Zinc-doped hydroxyapatite loaded chitosan gelatin nanocomposite scaffolds as a promising platform for bone regeneration

Abstract The advancement in the arena of bone tissue engineering persuades us to develop novel nanocomposite scaffolds in order to improve antibacterial, osteogenic, and angiogenic properties that show resemblance to natural bone extracellular matrix. Here, we focused on the development of novel zinc-doped hydroxyapatite (ZnHAP) nanoparticles (1, 2 and 3 wt%; size: 50–60 nm) incorporated chitosan–gelatin (CG) nanocomposite scaffold, with an interconnected porous structure. The addition of ZnHAP nanoparticles decreases the pore size (∼30 µm) of the CG scaffolds. It was observed that with the increase in the concentration of ZnHAP nanoparticles (3 wt%) in CG scaffolds, the swelling ratio (1760% ± 2.0%), porosity (71% ± 0.98%) and degradation rate (35%) decreased, whereas mechanical property (1 MPa) increased, which was better as compared to control (CG) samples.
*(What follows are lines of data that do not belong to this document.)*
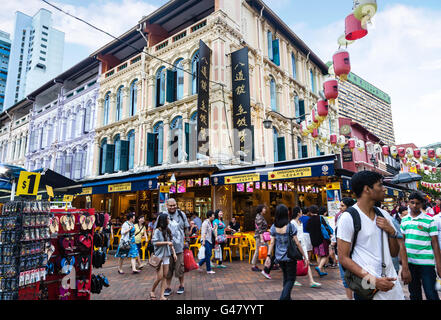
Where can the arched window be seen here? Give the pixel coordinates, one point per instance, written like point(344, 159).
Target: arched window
point(159, 130)
point(160, 87)
point(131, 138)
point(103, 156)
point(119, 99)
point(116, 157)
point(86, 118)
point(133, 97)
point(176, 139)
point(179, 79)
point(279, 146)
point(294, 66)
point(194, 72)
point(106, 109)
point(273, 94)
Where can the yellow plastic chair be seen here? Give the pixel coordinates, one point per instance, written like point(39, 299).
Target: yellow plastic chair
point(116, 236)
point(197, 245)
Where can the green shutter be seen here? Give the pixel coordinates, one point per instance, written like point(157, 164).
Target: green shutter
point(276, 55)
point(151, 142)
point(124, 156)
point(187, 140)
point(281, 148)
point(110, 155)
point(171, 84)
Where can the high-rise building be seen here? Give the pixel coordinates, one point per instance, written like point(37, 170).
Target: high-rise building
point(369, 106)
point(5, 51)
point(36, 55)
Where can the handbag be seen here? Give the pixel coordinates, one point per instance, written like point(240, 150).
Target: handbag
point(302, 268)
point(266, 236)
point(155, 261)
point(293, 252)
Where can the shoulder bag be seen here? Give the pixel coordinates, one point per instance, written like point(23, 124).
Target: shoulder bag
point(355, 283)
point(293, 252)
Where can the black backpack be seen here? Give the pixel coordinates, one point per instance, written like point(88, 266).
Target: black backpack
point(357, 225)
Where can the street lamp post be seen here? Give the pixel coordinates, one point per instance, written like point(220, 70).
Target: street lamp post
point(267, 123)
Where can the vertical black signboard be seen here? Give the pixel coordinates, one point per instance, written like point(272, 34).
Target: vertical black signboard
point(243, 136)
point(203, 98)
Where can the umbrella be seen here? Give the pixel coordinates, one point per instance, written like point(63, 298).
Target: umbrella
point(405, 177)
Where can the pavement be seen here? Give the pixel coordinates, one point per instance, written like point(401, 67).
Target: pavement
point(236, 282)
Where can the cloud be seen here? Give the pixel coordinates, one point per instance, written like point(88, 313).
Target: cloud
point(400, 56)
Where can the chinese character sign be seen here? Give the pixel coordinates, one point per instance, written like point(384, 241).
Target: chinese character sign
point(241, 105)
point(203, 98)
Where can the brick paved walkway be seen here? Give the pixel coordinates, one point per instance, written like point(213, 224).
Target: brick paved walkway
point(236, 282)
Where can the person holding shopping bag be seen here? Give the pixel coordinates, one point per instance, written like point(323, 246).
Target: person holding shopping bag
point(208, 238)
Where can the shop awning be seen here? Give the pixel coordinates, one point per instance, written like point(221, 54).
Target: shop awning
point(303, 168)
point(145, 182)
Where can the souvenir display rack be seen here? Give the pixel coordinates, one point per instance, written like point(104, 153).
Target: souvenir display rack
point(24, 243)
point(69, 268)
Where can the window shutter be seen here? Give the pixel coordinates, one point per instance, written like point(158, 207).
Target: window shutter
point(151, 144)
point(302, 110)
point(171, 85)
point(124, 155)
point(109, 156)
point(117, 156)
point(281, 148)
point(270, 45)
point(276, 54)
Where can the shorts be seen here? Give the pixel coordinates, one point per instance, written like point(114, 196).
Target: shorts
point(176, 266)
point(307, 241)
point(166, 260)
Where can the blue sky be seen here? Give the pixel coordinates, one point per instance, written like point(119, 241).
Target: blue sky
point(401, 55)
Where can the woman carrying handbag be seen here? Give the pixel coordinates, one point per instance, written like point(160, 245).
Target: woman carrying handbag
point(283, 240)
point(162, 242)
point(127, 247)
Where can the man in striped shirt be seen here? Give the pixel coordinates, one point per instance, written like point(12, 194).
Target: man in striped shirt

Similarly, the high deposition of apatite crystals especially CG-ZnHAP3 nanocomposite scaffold revealed the excellent osteoconductive potential among all other scaffolds. MC3T3-E1 osteoblastic cells seeded with CG-ZnHAP nanocomposite scaffolds depicted better cell adhesion, proliferation and differentiation to osteogenic lineages. Finally, the chorioallantoic membrane (CAM) assay revealed better angiogenesis of ZnHAP nanoparticles (3 wt%) loaded CG scaffolds supporting vascularization after 7th day incubation in the CAM area. Overall, the results showed that the CG-ZnHAP3 nanocomposite scaffold could be a potential candidate for bone defect repair.